Maor Milshtein
Operating Instructions
Independence Park is an urban park in the center of Jerusalem. Before the establishment of the State, it was an area separating the Jewish section of the city from the Arab section of the city, and in 1959 it was officially dedicated as an urban park. The park is used primarily as an area in the center of the city where people can rest or go for walks, and it is also used for assemblies, protests, demonstrations, and different public events.
In response to many complaints received by the Jerusalem Municipality about the fact that the park is dark at night – and therefore has turned into a place where sexual harassment is common, and where there have been several instances of rape–the city’s leaders decided to install light posts, to solve the problem of having lighting at night, before the upcoming summer. The process of installing lighting in Independence Park is the focus of my final project. It was important to me to set up days when I would photograph the work, join in doing the work, and become a part of the staff. The tasks they had to do gave me opportunities to work together with them in full cooperation and with their complete confidence.
At the same time, the work consists of two different operating systems that exist in parallel, simultaneously. One is connected to the daily, mechanical operations following the instructions that were given to me by the work manager, and the second is connected to the project managed by me – following my own operating instructions. These two systems of operating instructions try to “speak” with each other. Do they connect and, if so, how?

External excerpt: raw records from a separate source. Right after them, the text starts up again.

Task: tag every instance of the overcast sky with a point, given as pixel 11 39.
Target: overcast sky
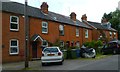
pixel 94 9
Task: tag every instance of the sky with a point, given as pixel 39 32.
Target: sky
pixel 94 9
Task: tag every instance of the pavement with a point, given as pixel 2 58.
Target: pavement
pixel 103 63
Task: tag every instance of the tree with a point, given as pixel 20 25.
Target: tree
pixel 114 19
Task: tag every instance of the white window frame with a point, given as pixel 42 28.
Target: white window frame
pixel 61 28
pixel 17 23
pixel 78 43
pixel 86 33
pixel 77 32
pixel 61 43
pixel 110 34
pixel 14 46
pixel 45 45
pixel 44 26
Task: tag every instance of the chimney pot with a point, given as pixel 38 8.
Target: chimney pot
pixel 84 17
pixel 73 16
pixel 44 7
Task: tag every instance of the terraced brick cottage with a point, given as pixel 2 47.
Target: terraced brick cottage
pixel 102 31
pixel 45 28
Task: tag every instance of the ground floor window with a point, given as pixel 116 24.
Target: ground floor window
pixel 14 49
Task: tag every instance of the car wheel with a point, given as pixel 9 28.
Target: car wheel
pixel 114 52
pixel 43 64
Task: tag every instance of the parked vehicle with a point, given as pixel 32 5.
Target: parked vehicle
pixel 113 47
pixel 87 52
pixel 52 54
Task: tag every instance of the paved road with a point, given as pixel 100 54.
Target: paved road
pixel 107 63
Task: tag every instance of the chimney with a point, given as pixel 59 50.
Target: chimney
pixel 44 7
pixel 84 17
pixel 73 16
pixel 104 20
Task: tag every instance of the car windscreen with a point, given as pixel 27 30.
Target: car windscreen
pixel 50 50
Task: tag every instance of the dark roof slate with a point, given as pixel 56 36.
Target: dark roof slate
pixel 18 8
pixel 100 26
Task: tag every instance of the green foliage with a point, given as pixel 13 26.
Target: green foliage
pixel 95 45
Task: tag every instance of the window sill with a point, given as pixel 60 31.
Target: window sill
pixel 14 30
pixel 44 32
pixel 61 35
pixel 14 54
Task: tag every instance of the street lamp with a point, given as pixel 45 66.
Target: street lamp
pixel 26 35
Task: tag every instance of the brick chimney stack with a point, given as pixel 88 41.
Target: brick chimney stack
pixel 73 16
pixel 104 20
pixel 84 17
pixel 44 7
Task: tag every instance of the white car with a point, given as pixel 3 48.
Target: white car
pixel 52 54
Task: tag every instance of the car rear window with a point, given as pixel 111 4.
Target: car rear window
pixel 51 50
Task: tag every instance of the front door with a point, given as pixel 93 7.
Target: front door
pixel 34 50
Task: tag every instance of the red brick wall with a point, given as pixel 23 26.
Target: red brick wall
pixel 35 28
pixel 7 35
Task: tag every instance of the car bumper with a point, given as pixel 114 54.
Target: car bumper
pixel 51 59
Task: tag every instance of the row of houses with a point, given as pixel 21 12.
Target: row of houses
pixel 44 28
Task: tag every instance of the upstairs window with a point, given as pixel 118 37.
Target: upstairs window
pixel 61 30
pixel 61 44
pixel 86 33
pixel 14 49
pixel 44 27
pixel 110 34
pixel 77 32
pixel 14 23
pixel 44 43
pixel 78 44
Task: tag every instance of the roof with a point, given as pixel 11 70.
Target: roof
pixel 100 26
pixel 35 37
pixel 18 8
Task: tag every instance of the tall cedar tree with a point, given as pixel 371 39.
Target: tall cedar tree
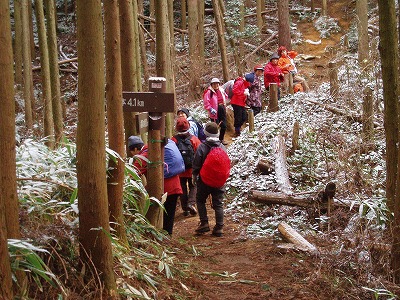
pixel 390 76
pixel 95 245
pixel 8 186
pixel 115 118
pixel 284 24
pixel 45 75
pixel 57 103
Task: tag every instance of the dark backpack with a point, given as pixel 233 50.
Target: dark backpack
pixel 187 151
pixel 173 161
pixel 200 130
pixel 216 168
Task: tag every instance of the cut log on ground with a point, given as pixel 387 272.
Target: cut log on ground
pixel 282 174
pixel 265 166
pixel 294 237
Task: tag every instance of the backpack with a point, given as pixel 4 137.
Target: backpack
pixel 173 161
pixel 216 168
pixel 200 131
pixel 228 88
pixel 187 151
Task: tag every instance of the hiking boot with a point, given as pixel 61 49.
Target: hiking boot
pixel 218 231
pixel 203 227
pixel 192 210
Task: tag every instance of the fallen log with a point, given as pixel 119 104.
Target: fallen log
pixel 293 236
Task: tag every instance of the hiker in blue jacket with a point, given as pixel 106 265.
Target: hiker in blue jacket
pixel 203 189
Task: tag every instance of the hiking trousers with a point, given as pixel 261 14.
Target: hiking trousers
pixel 217 195
pixel 188 198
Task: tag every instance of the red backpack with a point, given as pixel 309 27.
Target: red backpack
pixel 216 168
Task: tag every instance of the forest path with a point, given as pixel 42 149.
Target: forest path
pixel 234 267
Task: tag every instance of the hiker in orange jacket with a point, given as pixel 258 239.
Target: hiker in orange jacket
pixel 287 65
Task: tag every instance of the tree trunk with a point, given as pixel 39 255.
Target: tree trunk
pixel 221 39
pixel 58 107
pixel 18 42
pixel 390 76
pixel 260 19
pixel 284 24
pixel 26 54
pixel 9 226
pixel 45 75
pixel 362 28
pixel 94 228
pixel 201 8
pixel 193 32
pixel 183 20
pixel 115 119
pixel 128 60
pixel 142 41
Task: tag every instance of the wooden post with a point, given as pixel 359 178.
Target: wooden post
pixel 291 89
pixel 250 116
pixel 295 137
pixel 155 169
pixel 334 83
pixel 273 97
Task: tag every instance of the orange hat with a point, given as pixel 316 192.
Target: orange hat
pixel 281 49
pixel 182 124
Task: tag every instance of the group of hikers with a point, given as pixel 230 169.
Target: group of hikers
pixel 196 164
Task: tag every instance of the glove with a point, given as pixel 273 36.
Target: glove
pixel 194 179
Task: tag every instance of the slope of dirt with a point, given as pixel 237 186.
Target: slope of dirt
pixel 234 267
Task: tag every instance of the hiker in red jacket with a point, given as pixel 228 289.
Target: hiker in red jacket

The point of interaction between them is the stage at which the boundary between art and the day- to-day blurs, until it completely disappears. This is how operating instructions turn into the saga of the Tower of Babel, in which a clear, common spoken language is missing. The construction work is reminiscent of the activity of a “theater of the absurd” in which we build and build, but no one promises that the work will finish, or the situation will improve. At the end, it is impossible to understand how the Sisyphean work becomes effective. The internal scenario of the work, and the regularity of it, create a reflexive view that has an impact on how the activities are documented, raising the question: Who is hosting whom?